My friend and I are on a mission. (It’s her mission, in that she started and suggested it, but it looked good so I’ve tagged along and am surreptitiously trying to take over. I’m pretty much exactly what you’d like in a mission partner). ‘Our’ mission is simple. We are going to de-stigmatize therapy. My friend is rather good at this. She is polite, and well-spoken, and if it is appropriate, will mention how useful she found her therapist. She will calmly answer questions in comfortable generalities, and leave the other person reassured and informed. I have taken a different approach. I am at a black tie dinner. ‘Would you care for some cheese?’ the gentleman sitting next to me asks politely. ‘I love cheese,’ I tell him proudly. ‘I would like all of the cheese.’
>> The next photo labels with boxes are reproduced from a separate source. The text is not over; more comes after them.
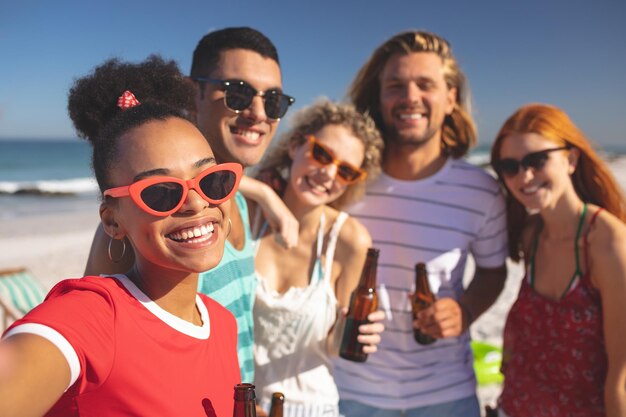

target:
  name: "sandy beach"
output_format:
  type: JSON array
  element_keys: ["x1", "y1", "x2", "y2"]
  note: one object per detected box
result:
[
  {"x1": 0, "y1": 193, "x2": 521, "y2": 412},
  {"x1": 0, "y1": 159, "x2": 626, "y2": 412}
]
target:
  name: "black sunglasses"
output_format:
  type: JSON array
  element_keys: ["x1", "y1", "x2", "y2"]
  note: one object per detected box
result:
[
  {"x1": 492, "y1": 146, "x2": 569, "y2": 177},
  {"x1": 194, "y1": 77, "x2": 296, "y2": 120}
]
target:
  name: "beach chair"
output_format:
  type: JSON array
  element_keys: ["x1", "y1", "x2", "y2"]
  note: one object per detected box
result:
[{"x1": 0, "y1": 268, "x2": 46, "y2": 332}]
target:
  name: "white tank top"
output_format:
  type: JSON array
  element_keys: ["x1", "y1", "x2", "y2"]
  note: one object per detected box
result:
[{"x1": 254, "y1": 212, "x2": 348, "y2": 417}]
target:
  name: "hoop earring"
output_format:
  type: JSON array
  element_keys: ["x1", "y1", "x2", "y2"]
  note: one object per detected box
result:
[
  {"x1": 108, "y1": 237, "x2": 126, "y2": 264},
  {"x1": 226, "y1": 217, "x2": 233, "y2": 239}
]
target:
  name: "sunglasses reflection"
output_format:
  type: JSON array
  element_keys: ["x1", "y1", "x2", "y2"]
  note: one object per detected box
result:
[
  {"x1": 306, "y1": 135, "x2": 367, "y2": 184},
  {"x1": 493, "y1": 146, "x2": 569, "y2": 177},
  {"x1": 195, "y1": 77, "x2": 296, "y2": 120}
]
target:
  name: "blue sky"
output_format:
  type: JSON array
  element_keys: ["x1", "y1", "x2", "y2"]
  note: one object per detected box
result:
[{"x1": 0, "y1": 0, "x2": 626, "y2": 145}]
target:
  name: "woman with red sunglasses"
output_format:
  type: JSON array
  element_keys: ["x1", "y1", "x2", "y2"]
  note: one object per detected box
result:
[
  {"x1": 491, "y1": 104, "x2": 626, "y2": 417},
  {"x1": 0, "y1": 56, "x2": 241, "y2": 417},
  {"x1": 243, "y1": 101, "x2": 384, "y2": 417}
]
He dutifully passes over the cheese board, and watches in horror as I remove most of it onto my plate. ‘I really like cheese,’ I say, passing the board with its lonely morsels back to him, ‘and I really like my therapist.’ I look around for some cheese biscuits. ‘Right,’ the gentleman replies slowly. ‘That’s good.’ ‘Yes,’ I say cheerily. ‘It is, isn’t it. Though I have the sense she’s trying to get rid of me. I’d personally like to see her every day, you know, just to hang out. She’s terribly unkeen on this idea.’ The gentleman gestures to the waiter to bring us some more cheese biscuits.
‘And perhaps some more grapes?’ I prompt, helpfully. I think I have subtly proved how well-adjusted and perceptive therapy has made me, so can now concentrate fully on my cheese-eating.
It’s imperative in these things to keep a sense of momentum. The next evening I am on a date. I realise that people might be more comfortable if therapy is mentioned in context, rather than as a vaguely Tourette’s-like aside. Luckily, my date is a Kiwi. And so is my therapist. ‘Congratulations on the All-Blacks win this year,’ I say politely. ‘I think my therapist has slept with Dan Carter.’
I called my friend to see how her side of the mission was going. ‘You realise it’s not exactly a ‘mission’?’ she asked. ‘It’s more about gradually changing perceptions?’ ‘Thank God I’m the mission leader,’ I replied firmly. ‘Heaven knows what disrepute you would have dragged us into by now.’